On Tue, Feb 12, 2013 at 1:13 AM, Yoav Nir <> wrote:
> On Feb 12, 2013, at 1:59 AM, Nico Williams <> wrote:
>> Right.  Don't duplicate the SSHv2 handbrake (Peter Gutmann's term) in HTTP/2.0.
>> Use percentages of BDP on the sender side.  Have the receiver send
>> control frames indicating the rate at which it's receiving to help
>> estimate BDP, or ask TCP.  But do not flow control.
>> Another possibility is to have the sender (or a proxy) use
>> per-priority TCP connections.
> I don't think that one solves the problem. A server has to consider priority as relative to the TCP connection, so that high-priority requests trump low-priority requests within the same connection, but not low-priority requests in another connection. Otherwise we have a fairness issue even without proxies.

Clearly with per-priority TCP connections there's no need for explicit
priority labels.  The reason for wanting multiple flows is to avoid
the situation where bulk transfers block the smaller requests (and
responses) needed for applications to remain responsive to user input.
 The moment different QoS traffic is multiplexed over one TCP
connection we need either nested flow control (bad!) or other
cooperation between the sender and receiver (hop-by-hop too) to ensure
timely delivery of non-bulk, high-priority requests.

> So you're effectively creating several streams, each with all requests having the same priority.

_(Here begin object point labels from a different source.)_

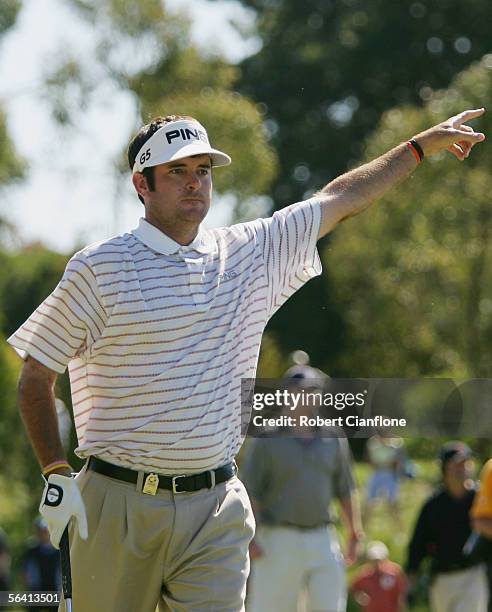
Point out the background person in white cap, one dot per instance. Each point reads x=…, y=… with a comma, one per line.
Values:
x=459, y=583
x=379, y=585
x=158, y=326
x=294, y=478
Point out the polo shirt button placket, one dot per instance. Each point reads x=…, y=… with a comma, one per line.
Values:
x=195, y=269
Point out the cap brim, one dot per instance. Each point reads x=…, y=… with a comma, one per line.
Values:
x=218, y=157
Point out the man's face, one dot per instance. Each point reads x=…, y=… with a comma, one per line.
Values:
x=182, y=193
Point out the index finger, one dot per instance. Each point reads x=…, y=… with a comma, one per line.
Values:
x=469, y=114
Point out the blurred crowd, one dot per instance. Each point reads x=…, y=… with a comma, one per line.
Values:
x=299, y=560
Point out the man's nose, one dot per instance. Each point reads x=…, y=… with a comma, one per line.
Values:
x=193, y=182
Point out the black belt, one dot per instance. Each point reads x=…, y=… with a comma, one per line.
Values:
x=153, y=481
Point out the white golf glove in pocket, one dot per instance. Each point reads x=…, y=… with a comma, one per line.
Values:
x=60, y=502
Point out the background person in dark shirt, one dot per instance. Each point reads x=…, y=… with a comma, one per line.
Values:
x=443, y=526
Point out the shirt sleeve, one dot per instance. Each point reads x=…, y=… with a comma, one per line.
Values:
x=67, y=323
x=344, y=484
x=288, y=242
x=482, y=504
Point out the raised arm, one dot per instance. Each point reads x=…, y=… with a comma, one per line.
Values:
x=353, y=192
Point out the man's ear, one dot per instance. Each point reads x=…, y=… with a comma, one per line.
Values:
x=140, y=183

The server will then try to be fair to all connections, effectively giving the same performance to high-priority and low-priority requests.

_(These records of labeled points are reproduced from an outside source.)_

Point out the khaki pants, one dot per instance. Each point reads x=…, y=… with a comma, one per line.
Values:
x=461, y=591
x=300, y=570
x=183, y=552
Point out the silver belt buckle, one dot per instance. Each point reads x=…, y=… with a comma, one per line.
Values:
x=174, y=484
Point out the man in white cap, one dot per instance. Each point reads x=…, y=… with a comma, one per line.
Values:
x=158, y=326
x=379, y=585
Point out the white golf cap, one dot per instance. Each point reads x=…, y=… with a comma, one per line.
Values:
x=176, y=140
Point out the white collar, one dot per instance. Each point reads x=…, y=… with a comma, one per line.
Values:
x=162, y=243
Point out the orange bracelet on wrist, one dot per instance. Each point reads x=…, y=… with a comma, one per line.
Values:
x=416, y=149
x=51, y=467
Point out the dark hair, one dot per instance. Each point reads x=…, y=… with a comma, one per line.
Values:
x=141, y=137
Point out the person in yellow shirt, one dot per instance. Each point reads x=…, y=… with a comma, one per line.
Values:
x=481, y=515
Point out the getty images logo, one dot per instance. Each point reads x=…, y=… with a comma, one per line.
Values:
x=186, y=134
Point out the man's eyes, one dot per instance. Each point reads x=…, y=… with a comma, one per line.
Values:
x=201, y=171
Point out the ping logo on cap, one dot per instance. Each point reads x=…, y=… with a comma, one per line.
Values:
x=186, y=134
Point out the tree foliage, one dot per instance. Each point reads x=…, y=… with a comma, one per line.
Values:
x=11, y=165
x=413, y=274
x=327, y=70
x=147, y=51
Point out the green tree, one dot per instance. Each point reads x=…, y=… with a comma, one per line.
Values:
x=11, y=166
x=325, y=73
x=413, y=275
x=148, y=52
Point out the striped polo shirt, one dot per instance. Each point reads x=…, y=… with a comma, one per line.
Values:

Not necessarily.  First, the small requests can get through even
though the TCP connection for bulk transfers is full enough that it'd
take much longer for the small requests to get through (possibly
because of I/O problems with bulk sinks/sources on the server side
causing flow control to kick in).  Second, the server can probably
apply application-specific [possibly heuristic] rules to prioritize
processing of some requests over others regardless of which TCP
connections they arrived over.

I'm not advocating per-priority TCP connections.  I'm specifically
arguing against SSHv2-style per-channel flow control -- a performance
disaster -- and offering and supporting alternartives.